The series begins by introducing Sonja Farak, a forensic chemist at the Amherst drug lab, who was arrested in 2013 for tampering with drug evidence. It is revealed that Farak had been stealing and using drugs from seized samples, raising concerns about thousands of cases she had worked on. The episode also introduces Annie Dookhan, another chemist at a separate Boston lab, who was caught falsifying drug test results. Through interviews and archival footage, the episode sets the stage for the crisis and highlights its impact on the criminal justice system.

Episode 2: "The Rogue Chemist"

This episode explores the depth of Farak's addiction and misconduct. Investigators uncover that she not only consumed seized drugs but also tampered with lab standards, which were meant to ensure accurate drug testing. Meanwhile, the episode examines Dookhan's fraudulent testing practices and how they contributed to wrongful convictions. As investigations into both chemists continue, prosecutors attempt to limit the scope of the damage.

Episode 3: "Damage Control"

Legal and political fallout comes into focus as the Massachusetts Attorney General's Office, led by assistant attorneys general Anne Kaczmarek and Kris Foster, withholds key evidence about the extent of Farak's drug abuse. Defense attorneys argue that thousands of cases may have been compromised, but prosecutors mislead the court to downplay the impact. The episode reveals the prosecutorial misconduct involved in suppressing crucial information from defense teams.
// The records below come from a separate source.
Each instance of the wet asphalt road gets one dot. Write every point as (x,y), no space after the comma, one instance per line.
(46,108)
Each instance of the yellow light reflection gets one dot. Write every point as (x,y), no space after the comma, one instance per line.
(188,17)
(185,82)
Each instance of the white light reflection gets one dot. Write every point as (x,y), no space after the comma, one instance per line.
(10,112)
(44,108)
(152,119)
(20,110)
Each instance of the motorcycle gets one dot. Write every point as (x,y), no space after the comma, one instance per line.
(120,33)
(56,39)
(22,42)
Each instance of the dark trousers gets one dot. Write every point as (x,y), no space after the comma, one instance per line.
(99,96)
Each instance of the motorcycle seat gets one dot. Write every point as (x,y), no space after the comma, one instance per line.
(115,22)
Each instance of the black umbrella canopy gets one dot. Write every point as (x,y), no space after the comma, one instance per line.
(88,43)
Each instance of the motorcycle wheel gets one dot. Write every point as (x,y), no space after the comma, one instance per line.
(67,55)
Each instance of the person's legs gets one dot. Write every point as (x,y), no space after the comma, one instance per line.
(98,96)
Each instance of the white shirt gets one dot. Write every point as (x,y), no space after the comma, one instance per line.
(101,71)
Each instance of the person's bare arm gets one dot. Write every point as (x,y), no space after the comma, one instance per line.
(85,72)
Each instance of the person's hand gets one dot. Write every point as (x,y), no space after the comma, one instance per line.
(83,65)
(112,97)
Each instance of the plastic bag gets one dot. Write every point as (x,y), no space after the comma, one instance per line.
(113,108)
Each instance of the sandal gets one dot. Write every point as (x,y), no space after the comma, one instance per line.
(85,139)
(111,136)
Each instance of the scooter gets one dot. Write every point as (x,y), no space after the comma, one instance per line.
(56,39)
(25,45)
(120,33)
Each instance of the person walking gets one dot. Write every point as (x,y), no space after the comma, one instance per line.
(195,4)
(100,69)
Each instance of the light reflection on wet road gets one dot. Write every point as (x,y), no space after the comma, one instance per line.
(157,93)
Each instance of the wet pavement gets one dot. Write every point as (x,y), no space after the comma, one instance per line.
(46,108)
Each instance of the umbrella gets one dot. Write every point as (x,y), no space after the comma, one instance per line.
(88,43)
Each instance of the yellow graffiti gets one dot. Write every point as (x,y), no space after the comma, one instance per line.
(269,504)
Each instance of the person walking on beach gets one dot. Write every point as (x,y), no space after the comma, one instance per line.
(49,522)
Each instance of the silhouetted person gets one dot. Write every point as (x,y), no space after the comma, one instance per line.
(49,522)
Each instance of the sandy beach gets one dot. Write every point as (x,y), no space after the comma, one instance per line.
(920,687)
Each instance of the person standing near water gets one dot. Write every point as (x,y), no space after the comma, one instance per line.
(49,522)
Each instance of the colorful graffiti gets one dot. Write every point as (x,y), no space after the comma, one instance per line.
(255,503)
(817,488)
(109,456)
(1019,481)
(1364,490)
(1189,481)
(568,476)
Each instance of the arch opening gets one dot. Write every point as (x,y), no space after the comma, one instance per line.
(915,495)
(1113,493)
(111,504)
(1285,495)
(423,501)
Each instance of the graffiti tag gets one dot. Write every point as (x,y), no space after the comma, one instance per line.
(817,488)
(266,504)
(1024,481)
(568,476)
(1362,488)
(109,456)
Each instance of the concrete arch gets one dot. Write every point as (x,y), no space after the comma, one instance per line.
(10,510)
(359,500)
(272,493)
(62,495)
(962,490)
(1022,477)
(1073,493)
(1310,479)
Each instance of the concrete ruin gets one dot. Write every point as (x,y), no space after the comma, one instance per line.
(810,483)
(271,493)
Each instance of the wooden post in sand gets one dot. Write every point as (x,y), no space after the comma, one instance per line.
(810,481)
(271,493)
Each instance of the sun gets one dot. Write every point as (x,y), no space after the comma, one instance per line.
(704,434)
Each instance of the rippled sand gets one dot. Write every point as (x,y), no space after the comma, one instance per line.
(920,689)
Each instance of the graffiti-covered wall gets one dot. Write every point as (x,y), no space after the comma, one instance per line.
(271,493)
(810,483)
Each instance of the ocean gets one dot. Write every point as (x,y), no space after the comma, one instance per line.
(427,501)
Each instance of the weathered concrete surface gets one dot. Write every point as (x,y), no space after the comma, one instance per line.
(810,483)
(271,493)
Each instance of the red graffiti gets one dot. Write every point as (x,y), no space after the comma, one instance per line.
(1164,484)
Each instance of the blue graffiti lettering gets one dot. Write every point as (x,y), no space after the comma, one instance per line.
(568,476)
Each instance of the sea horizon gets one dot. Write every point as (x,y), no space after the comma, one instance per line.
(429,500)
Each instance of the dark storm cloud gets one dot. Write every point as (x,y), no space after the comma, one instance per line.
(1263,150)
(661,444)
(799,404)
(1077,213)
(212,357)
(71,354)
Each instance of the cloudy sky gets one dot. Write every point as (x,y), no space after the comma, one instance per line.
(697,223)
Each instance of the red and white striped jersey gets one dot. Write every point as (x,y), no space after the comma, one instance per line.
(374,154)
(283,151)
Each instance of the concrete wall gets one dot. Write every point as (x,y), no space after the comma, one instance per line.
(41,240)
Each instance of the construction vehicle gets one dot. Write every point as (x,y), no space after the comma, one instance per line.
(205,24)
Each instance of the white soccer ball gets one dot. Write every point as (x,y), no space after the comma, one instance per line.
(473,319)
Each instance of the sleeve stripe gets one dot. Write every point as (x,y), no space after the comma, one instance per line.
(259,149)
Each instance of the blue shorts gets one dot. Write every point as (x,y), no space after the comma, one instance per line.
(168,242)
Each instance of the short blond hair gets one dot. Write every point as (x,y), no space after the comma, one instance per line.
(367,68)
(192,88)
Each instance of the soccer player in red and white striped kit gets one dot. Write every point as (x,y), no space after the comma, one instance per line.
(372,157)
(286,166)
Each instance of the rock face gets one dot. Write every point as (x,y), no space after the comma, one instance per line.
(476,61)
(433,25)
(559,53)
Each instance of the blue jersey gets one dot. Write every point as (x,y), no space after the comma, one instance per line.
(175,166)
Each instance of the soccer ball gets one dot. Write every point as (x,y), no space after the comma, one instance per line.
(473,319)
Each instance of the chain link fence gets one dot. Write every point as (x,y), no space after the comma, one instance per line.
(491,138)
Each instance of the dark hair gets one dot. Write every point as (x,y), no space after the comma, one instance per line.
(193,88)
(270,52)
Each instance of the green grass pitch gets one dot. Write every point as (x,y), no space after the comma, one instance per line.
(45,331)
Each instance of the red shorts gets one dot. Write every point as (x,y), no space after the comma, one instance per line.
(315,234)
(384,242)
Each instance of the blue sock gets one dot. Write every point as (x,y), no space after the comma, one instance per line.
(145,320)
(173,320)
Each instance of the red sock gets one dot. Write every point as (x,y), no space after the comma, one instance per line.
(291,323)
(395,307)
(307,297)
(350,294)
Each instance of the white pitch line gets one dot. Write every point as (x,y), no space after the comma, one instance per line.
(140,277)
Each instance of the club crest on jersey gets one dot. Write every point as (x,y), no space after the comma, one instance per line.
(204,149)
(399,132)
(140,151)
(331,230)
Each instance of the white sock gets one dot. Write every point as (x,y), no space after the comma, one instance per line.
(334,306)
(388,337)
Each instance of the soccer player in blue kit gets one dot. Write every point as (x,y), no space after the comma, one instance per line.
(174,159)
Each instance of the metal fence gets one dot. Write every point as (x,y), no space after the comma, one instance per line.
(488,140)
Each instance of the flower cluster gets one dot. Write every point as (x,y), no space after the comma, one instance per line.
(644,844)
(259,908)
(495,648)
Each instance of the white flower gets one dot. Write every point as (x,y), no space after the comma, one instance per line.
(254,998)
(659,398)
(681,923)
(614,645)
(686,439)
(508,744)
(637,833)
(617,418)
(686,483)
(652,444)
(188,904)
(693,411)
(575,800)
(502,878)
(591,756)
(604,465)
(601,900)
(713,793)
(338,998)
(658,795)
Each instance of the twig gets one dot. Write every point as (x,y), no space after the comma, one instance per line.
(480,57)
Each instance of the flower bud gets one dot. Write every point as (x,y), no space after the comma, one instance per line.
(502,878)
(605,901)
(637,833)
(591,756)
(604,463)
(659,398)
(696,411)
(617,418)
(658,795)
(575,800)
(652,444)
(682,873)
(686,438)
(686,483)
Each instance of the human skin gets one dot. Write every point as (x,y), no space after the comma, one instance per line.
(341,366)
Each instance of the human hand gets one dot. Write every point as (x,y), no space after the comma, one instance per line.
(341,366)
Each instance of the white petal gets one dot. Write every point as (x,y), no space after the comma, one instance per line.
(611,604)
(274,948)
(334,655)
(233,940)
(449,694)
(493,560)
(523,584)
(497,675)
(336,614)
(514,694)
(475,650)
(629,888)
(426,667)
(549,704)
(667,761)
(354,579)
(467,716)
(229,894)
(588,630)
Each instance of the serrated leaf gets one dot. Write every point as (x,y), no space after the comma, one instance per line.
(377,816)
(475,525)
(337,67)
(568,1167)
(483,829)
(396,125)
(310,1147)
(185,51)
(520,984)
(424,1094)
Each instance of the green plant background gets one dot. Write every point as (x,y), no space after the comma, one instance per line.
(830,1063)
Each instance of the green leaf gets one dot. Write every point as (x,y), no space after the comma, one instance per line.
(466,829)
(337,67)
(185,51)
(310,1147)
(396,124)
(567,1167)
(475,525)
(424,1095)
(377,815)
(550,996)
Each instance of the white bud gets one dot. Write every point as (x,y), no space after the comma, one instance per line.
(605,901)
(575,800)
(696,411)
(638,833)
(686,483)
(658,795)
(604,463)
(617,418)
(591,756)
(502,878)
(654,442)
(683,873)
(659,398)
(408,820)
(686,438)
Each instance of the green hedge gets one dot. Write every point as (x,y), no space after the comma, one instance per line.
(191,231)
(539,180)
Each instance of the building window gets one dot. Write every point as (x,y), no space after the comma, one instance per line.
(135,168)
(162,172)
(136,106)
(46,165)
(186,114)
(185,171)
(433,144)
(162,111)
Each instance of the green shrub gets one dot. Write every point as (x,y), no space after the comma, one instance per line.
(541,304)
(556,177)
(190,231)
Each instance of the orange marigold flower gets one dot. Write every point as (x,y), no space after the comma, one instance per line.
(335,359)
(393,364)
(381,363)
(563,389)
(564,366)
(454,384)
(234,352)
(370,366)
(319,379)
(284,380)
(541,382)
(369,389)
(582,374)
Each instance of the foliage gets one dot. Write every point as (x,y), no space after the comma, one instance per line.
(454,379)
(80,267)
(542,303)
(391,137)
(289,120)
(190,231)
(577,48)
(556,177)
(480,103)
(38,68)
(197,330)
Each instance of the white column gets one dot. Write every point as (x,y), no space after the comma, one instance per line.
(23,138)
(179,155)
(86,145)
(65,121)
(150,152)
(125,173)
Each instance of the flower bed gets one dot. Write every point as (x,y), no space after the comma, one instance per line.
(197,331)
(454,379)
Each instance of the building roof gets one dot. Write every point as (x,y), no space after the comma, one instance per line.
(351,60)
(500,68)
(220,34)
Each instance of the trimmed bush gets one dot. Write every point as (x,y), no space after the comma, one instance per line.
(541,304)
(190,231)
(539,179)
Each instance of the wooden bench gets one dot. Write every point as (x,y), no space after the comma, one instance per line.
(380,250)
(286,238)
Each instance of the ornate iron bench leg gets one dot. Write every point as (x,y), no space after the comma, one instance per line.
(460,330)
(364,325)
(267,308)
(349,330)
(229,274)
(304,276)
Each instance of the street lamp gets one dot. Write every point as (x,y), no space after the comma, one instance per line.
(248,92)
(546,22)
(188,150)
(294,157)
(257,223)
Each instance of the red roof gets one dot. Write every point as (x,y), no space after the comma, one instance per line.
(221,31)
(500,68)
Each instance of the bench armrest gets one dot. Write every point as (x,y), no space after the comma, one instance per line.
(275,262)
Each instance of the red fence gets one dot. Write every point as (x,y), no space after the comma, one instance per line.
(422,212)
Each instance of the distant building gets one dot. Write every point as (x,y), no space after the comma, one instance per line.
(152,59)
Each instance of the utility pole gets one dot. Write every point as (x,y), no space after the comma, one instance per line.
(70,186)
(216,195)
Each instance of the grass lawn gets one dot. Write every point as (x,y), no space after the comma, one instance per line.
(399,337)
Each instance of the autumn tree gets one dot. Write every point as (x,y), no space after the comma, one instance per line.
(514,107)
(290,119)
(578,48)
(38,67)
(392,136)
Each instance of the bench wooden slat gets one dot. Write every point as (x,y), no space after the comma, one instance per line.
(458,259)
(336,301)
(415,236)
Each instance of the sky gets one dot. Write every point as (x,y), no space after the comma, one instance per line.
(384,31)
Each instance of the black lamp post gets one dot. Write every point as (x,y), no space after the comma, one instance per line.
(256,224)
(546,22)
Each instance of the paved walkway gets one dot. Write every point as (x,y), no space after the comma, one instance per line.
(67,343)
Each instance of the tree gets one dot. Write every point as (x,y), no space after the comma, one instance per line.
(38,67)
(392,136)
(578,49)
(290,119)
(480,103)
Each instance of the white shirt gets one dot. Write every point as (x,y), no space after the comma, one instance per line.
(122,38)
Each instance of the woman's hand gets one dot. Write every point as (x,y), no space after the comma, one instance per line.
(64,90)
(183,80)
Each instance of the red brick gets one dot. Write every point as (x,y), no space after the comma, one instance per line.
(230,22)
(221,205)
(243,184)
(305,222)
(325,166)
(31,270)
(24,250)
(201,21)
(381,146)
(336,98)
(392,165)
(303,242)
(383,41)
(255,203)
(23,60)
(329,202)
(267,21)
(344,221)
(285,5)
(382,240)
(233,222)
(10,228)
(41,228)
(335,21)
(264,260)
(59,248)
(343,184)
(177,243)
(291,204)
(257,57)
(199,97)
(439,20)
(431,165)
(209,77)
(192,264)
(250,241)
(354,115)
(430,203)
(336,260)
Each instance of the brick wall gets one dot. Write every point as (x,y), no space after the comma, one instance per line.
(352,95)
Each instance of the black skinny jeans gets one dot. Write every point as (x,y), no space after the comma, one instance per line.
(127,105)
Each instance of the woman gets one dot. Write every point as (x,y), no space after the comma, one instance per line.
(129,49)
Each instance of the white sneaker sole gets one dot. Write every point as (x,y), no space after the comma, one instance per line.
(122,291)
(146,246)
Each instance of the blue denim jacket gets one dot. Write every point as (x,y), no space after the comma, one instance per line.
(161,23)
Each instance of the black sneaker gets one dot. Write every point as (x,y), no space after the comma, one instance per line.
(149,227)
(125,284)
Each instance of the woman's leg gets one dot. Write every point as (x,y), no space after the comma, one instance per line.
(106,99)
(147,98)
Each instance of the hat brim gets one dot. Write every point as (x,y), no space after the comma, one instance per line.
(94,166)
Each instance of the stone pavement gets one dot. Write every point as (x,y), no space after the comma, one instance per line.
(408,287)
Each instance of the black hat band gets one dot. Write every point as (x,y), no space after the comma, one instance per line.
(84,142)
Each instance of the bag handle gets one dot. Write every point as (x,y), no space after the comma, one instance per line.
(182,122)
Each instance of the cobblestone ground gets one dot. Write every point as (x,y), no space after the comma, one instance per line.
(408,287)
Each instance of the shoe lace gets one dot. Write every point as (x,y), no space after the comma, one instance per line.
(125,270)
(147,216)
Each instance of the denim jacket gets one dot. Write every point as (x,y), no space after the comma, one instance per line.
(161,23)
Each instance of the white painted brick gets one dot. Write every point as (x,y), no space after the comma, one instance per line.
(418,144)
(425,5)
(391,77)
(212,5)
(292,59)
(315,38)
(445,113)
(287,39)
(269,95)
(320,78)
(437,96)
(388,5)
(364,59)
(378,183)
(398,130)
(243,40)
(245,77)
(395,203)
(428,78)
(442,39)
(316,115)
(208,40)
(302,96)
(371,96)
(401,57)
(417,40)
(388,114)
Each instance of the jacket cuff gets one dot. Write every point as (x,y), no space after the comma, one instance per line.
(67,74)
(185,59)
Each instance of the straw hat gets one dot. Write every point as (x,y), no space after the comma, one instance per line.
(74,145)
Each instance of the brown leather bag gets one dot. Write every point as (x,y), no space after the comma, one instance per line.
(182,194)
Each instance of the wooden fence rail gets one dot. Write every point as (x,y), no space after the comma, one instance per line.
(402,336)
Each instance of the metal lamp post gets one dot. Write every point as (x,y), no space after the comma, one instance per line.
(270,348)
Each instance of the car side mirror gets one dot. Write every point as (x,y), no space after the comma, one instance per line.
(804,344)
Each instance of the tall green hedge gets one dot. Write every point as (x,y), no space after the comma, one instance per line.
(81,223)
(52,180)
Episode 4: "Snowball Effect"

The final episode highlights the long-term consequences of the scandal. Courts respond by ordering the dismissal of tens of thousands of drug convictions, marking the largest mass dismissal of criminal cases in U.S. history. The documentary also explores the personal impact on individuals wrongfully convicted due to the compromised forensic work. The series concludes by questioning systemic corruption, forensic oversight failures, and the broader implications for the justice system.

== Release ==
How to Fix a Drug Scandal was released on April 1, 2020, on Netflix.